しかし倒壊の直接的な原因が地震でも、建物に瑕疵があり、入居者に負傷させてしまった場合は賠償金の支払義務が生じます。

根拠となるのは、民法717条「土地の工作物等の占有者及び所有者の責任」の以下の条文です。

「土地の工作物の設置又は保存に瑕疵があることによって他人に損害を生じたときは、その工作物の占有者は、被害者に対してその損害を賠償する責任を負う。ただし、占有者が損害の発生を防止するのに必要な注意をしたときは、所有者がその損害を賠償しなければならない。」

出典:e-GOV法令検索「民法 第七百十七条

大家側に賠償責任が生じるケースとして以下の例が挙げられます。

  • 耐震基準を満たしていない
  • 建築基準法に違反している
  • 建物や設備の老朽化を放置し、十分な修繕が行われていない

倒壊した賃貸物件が通常の安全性を有していなかった場合に、損害賠償責任を負うことになると考えておくとよいでしょう。

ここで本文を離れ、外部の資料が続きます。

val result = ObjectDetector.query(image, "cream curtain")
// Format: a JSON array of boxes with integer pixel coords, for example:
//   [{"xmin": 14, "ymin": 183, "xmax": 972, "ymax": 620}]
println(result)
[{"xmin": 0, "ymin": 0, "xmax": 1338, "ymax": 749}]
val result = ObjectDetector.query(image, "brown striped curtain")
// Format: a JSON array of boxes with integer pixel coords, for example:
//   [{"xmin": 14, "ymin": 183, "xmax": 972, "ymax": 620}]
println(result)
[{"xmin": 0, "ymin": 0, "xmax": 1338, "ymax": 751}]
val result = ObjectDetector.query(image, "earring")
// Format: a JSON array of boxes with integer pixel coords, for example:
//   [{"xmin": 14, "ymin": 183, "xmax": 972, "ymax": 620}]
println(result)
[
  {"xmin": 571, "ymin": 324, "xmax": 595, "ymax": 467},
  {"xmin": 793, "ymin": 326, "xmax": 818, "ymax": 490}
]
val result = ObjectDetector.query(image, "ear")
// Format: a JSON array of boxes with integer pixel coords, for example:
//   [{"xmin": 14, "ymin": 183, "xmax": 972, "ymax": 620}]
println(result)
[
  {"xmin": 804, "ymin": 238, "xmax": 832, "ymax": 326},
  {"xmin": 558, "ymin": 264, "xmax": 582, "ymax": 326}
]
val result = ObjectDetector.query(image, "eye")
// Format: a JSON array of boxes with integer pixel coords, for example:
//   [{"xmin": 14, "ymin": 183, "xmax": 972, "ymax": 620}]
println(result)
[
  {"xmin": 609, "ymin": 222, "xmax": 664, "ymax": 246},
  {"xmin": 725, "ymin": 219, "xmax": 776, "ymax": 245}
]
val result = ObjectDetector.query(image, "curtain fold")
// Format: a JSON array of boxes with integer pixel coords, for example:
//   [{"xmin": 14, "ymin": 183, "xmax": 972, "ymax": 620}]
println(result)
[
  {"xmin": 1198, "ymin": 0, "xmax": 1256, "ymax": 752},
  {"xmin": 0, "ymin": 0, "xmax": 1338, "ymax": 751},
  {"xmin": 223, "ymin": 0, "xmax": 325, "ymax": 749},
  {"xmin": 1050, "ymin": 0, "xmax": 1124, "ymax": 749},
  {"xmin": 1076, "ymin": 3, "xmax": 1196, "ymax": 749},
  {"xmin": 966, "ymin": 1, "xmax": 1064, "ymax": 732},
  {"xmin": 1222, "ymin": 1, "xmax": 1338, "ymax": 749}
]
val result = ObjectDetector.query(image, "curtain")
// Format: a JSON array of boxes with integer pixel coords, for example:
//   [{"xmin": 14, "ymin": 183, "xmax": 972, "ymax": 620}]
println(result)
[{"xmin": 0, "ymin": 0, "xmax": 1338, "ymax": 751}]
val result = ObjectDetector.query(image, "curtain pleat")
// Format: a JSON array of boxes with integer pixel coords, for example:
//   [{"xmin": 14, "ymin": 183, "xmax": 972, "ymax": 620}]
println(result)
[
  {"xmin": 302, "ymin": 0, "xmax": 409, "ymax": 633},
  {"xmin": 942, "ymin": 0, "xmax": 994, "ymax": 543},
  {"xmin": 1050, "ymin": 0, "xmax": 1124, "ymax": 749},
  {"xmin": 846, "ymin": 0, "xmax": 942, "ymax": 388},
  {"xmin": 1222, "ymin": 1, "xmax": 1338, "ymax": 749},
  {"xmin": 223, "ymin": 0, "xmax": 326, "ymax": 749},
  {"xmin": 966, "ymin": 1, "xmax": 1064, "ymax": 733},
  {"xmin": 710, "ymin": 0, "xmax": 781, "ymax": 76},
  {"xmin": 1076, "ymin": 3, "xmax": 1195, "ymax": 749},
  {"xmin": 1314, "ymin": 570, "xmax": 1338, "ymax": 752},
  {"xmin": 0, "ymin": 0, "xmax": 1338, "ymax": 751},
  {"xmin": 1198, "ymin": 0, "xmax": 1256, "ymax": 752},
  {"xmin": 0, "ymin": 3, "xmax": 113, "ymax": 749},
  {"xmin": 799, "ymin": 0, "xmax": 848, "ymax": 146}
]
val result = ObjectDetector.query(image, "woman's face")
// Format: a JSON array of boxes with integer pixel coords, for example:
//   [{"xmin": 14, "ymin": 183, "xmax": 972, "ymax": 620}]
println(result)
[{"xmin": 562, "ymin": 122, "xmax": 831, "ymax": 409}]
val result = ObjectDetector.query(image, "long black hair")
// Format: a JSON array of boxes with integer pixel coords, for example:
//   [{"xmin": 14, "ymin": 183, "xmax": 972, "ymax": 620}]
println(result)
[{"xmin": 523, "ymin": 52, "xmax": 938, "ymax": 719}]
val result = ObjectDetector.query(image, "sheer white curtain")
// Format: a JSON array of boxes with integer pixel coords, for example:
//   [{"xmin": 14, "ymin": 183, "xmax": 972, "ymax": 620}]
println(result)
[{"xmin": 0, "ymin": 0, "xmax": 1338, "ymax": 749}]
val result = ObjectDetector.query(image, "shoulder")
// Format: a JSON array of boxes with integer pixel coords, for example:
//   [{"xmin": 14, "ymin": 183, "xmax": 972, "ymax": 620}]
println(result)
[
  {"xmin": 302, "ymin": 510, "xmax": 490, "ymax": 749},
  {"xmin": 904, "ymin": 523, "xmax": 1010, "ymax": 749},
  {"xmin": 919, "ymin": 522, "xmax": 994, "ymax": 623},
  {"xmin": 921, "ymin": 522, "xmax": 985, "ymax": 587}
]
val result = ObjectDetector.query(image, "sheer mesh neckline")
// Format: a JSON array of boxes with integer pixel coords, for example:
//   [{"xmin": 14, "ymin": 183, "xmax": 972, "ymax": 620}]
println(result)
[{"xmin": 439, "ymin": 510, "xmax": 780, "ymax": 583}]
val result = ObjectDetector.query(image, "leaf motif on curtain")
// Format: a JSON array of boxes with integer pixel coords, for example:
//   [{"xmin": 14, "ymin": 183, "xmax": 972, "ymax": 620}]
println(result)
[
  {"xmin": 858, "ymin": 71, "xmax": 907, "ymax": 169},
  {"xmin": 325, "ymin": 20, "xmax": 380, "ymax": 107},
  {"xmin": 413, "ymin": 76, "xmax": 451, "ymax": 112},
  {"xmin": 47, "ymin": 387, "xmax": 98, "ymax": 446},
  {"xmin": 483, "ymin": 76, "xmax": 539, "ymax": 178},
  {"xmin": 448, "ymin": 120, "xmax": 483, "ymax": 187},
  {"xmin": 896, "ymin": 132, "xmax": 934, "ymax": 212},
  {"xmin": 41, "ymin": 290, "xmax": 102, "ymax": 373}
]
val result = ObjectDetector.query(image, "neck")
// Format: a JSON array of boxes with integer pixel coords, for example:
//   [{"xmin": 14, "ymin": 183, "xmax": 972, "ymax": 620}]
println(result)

関連記事:アパート修繕のタイミングや修繕費の相場を紹介!手間や費用を削減するには?

不可抗力による倒壊でも入居者へのサポートは必要?

建物に瑕疵がない場合、最低限必要な対応は「現地の状況確認」「関係機関への連絡」「賃貸借契約の終了に伴う精算」の3つになります。

避難場所の案内や仮住まいの手配など、入居者へのサポートについて法的な義務はありません。

しかし、親身なサポートが入居者との良好な関係の維持や、後の不動産経営における利益につながる可能性はあります。

「サポートをしてはいけない」という決まりもないため、可能であれば入居者へのサポートを実施すると良いでしょう。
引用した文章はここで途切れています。